Three cases of trigeminal neurinoma originating from the Gasserian ganglion were reported. The findings observed on plain roentgenograms, cerebral angiograms and pneumoencephalograms were described in detail. Neuroradiologic examinations used routinely our department for the diagnosis of the skull base tumors were as follows; (1) plain skull examinations, including lateral, straight posterior-anterior, anterior-posterior half axial (Towne), axial, Stenvers, optic canal as well as tomograms in frontal, sagittal and axial projections; (2) angiographies by transfemoral catheter technique including selective internal carotid, external carotid and vertebral angiograms, and orbital-cavernous sinus venography via frontal and femoral veins; (3) pneumoencephalography with tomography.
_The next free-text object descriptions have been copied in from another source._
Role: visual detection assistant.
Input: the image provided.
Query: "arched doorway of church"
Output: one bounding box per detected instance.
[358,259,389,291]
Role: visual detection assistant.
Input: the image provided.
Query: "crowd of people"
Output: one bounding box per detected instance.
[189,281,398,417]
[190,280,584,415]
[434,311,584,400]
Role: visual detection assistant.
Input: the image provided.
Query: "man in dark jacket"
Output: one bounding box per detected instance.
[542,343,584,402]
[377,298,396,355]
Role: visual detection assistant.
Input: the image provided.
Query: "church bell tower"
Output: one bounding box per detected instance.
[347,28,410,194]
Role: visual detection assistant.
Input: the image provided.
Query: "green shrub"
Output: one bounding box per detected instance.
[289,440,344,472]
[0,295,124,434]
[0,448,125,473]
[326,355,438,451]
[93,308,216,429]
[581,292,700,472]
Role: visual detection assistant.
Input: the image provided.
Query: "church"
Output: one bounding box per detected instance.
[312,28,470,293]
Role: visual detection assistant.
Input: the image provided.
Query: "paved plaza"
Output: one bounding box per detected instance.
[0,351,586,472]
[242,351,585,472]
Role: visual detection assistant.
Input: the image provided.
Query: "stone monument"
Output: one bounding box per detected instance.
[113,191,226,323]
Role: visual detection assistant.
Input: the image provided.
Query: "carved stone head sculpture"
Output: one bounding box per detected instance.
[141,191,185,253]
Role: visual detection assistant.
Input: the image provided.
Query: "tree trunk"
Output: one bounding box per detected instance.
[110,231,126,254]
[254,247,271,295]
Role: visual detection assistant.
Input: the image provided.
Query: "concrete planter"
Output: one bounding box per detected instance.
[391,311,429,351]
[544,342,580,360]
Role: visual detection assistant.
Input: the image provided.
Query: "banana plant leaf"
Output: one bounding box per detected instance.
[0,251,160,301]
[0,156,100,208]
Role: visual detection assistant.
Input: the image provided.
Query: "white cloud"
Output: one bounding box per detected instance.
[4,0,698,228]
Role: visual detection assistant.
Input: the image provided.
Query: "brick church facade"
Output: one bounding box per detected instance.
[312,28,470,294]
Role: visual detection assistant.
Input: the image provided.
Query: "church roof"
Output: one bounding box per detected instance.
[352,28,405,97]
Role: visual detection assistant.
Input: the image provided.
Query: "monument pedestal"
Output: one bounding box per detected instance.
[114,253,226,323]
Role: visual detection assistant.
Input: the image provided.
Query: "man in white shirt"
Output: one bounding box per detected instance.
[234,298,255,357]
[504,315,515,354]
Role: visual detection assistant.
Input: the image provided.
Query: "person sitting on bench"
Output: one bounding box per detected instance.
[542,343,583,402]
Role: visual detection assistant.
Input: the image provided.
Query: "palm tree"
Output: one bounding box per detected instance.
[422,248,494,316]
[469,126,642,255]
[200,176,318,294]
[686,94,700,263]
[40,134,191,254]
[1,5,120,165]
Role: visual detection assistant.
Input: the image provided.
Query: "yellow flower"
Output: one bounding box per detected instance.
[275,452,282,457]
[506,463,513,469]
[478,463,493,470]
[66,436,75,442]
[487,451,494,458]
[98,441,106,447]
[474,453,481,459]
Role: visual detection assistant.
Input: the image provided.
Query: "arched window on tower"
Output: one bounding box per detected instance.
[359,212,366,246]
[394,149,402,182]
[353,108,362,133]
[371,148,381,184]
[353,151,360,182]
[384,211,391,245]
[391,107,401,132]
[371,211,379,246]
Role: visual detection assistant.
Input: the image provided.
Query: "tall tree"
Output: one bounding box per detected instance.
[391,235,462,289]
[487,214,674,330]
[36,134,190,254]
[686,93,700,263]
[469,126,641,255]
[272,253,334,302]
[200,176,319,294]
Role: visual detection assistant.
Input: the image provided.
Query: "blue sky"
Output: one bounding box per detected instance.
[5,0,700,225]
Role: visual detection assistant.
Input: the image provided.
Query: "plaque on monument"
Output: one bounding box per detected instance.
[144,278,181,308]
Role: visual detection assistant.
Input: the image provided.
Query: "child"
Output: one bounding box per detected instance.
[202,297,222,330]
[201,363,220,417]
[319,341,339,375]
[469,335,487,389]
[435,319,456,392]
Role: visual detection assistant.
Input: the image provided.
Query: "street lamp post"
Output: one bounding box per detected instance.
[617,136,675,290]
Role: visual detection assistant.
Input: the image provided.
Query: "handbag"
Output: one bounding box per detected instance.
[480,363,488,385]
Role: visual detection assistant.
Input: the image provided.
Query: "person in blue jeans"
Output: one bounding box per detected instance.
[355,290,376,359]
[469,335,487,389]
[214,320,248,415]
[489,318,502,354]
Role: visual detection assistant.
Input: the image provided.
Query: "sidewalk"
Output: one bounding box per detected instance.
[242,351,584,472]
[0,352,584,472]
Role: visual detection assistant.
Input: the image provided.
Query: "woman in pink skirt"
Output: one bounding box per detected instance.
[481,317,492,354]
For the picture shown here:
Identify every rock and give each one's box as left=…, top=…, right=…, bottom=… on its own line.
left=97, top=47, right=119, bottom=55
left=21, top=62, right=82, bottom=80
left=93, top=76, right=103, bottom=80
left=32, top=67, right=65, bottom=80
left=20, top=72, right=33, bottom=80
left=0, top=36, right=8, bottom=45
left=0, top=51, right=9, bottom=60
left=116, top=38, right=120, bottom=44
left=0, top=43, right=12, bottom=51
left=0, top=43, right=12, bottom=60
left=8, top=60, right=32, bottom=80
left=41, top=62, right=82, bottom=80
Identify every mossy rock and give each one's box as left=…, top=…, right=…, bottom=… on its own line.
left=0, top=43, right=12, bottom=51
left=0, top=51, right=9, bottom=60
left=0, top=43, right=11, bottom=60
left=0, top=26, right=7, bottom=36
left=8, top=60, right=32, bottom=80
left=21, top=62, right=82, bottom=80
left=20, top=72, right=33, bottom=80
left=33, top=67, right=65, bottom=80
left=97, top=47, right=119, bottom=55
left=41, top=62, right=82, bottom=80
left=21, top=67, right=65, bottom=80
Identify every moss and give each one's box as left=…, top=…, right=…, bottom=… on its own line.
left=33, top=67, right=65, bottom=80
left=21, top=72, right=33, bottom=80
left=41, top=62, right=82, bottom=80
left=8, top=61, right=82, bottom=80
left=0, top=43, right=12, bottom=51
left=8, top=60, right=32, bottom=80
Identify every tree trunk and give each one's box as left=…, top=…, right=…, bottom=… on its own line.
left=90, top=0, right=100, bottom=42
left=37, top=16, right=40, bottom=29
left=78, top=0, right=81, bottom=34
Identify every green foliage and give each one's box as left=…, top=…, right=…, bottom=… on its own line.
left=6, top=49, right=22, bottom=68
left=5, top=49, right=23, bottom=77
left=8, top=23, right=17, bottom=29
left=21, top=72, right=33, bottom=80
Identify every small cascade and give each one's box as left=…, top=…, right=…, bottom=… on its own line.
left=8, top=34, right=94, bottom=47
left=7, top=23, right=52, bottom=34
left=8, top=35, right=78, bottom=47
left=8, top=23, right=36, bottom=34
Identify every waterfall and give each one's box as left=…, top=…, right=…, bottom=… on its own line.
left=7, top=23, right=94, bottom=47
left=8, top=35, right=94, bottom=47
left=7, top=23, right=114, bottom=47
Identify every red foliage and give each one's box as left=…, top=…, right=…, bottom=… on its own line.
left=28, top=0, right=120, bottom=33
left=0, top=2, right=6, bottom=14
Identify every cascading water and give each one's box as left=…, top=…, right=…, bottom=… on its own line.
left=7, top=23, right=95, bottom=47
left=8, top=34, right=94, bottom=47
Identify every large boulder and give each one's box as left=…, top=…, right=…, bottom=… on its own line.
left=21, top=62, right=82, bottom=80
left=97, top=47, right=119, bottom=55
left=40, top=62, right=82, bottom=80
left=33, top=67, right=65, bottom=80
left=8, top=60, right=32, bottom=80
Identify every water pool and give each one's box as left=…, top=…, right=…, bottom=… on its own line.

Bone destruction of the middle fossa including foramen ovale, foraman spinosum and lateral aspect of the sella was seen in all cases. Superior orbital fissure, optic canal and anterior surface of the petrous bone were also eroded depending upon the extent of tumors. Sharply circumscribed erosion of the petrous apex was seen in one of 3 cases, indicating the tumor extention into the posterior fossa. A soft tissue mass in the sphenoid sinus and ethmoidal air cells was recognized in all cases. Selective internal and external carotid angiograms demonstrated tumor vessels in 2 of 3 cases. Orbital-cavernous sinus venography was helpful for the interpretation of the lesion extending to the cavernous sinus and its neighboring structures. Conventional gas encephalography showed elevation of the temporal horn, and the concave arch formed by the supracornual cleft and lateral cleft was directed basally and medially in all of the cases. Tomography was also useful in the more detailed analysis of temporal horn. It should be stressed that the plain skull features are most important for deciding which contrast examination should be performed further.

摘要

报告了3例起源于半月神经节的三叉神经鞘瘤。详细描述了在普通X线平片、脑血管造影和气脑造影上观察到的结果。我们科室常规用于诊断颅底肿瘤的神经放射学检查如下:(1)普通头颅检查,包括侧位、后前正位、前后半轴位(汤氏位)、轴位、斯滕弗斯位、视神经管位以及额状、矢状和轴位断层摄影;(2)经股动脉导管技术血管造影,包括选择性颈内动脉、颈外动脉和椎动脉造影,以及经额静脉和股静脉的眶-海绵窦静脉造影;(3)气脑造影及断层摄影。所有病例均可见中颅窝骨质破坏,包括卵圆孔、棘孔和蝶鞍外侧。根据肿瘤范围,眶上裂、视神经管和岩骨前缘也有侵蚀。3例中有1例可见岩尖有边界清晰的侵蚀,提示肿瘤延伸至后颅窝。所有病例均在蝶窦和筛窦气房中发现软组织肿块。3例中有2例选择性颈内动脉和颈外动脉造影显示肿瘤血管。眶-海绵窦静脉造影有助于解释病变延伸至海绵窦及其邻近结构的情况。传统气脑造影显示颞角抬高,所有病例中角上裂和外侧裂形成的凹弓指向基底和内侧。断层摄影对于颞角的更详细分析也很有用。应当强调的是,普通头颅特征对于决定进一步进行哪种对比检查最为重要。